Many pregnant women know that maintaining a moderate exercise routine and a nutritionally sound diet provide both short- and long-term benefits to the mother and baby. But routines and regimens that may be helpful during one stage of gestation may be detrimental during another.
That's what Hunter Clarke-Fields found. Before becoming pregnant with her second child, she led an active lifestyle. But when nausea and fatigue set in during the first trimester, she was forced to curtail her workouts.
Although nausea and fatigue may compromise women's exercise routines early on, these side effects usually subside by the second trimester. As the fetus grows, however, mothers may find certain positions and movements increasingly uncomfortable, tiring -- even harmful.
"By the beginning of the second trimester, women should avoid supine and inverse positions as these can restrict the baby's blood flow," said certified Pilates instructor Mara Raskin.
"During this time, the hormone relaxin also kicks in, making ligament looser and joints more vulnerable to injury. And as the belly expands, the body's center of gravity shifts and can cause stress on the lower back and pelvic muscles," she said.
At this point, Raskin suggests women focus on the upper and mid-back, shoulders and chest muscles.
"This will support their shifting weight, help maintain posture and strengthen the muscles that support the spine," she said. "Women should also strengthen the pelvic floor muscles by drawing them in and up with Kegal exercises."
Rose Willard does this. Now 14 weeks pregnant, the personal trainer has altered her routine to prepare for the road ahead.
"I start with a five-minute warm up on the elliptical trainer, followed by weight training -- using less weights and more repetitions than before -- to strengthen both my upper and lower body," she said. "I then do transverse abdominal exercises to stabilize my spine and end with another 15 minutes of cardio, making sure my heart rate doesn't exceed the recommended 140 beats per minute. To strengthen the pelvic floor and PC muscles, I also do Kegal exercises."

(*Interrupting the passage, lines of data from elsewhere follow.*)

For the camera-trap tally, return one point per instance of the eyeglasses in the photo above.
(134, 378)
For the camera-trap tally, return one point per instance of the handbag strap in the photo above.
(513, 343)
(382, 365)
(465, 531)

These days Clark-Fields is focusing more on back and abdominal muscles to ease back pain and prepare for labor.
"In addition to the back and ab equipment I use at the gym, I do a lot of balancing poses and planks to strengthen my abs and back. I also do cat stretches, downward dogs and some gentle side-to-side twisting," she said. "As the pregnancy has progressed I just listen to my body, and if an exercise doesn't feel right, I don't do it."
"Good idea," said Deborah Ehrenthal, MD, FACP, OB/Gyn specialist.
"If you're in doubt or feel discomfort, don't do it. Most important, if you experience bleeding or pain, stop and talk with your doctor. It may be completely unrelated, but it should be checked out," she said.
During exercise wear loose, layered clothing and a supportive bra. Sip on water to stay hydrated, and precede and end your workouts with a small protein-carbohydrate snack to provide quick and long-lasting energy and maintain muscle.
That's what Willard does.
"I'll have a natural peanut butter and jelly sandwich on whole-grain bread about an hour beforehand and a banana and whey protein shake afterward," she said. "I've also added 300 calories to my diet per day and have increased the frequency of my meals because I'm always hungry."
Emily Moore, RD, LDN, prenatal nutrition educator, said small frequent meals are a good remedy for morning sickness and heartburn, too. She advises women to eat six meals every two to three hours and consume fluids between meals, rather than during. It may also be helpful eat before getting out of bed.
"To avoid heartburn, don't lie down immediately after eating. Lay with your head slightly elevated, and avoid caffeine, chocolate and highly seasoned foods," Moore said. "Another common complaint, constipation, can be prevented by increasing high-fiber foods and fluid intake and engaging in moderate exercise."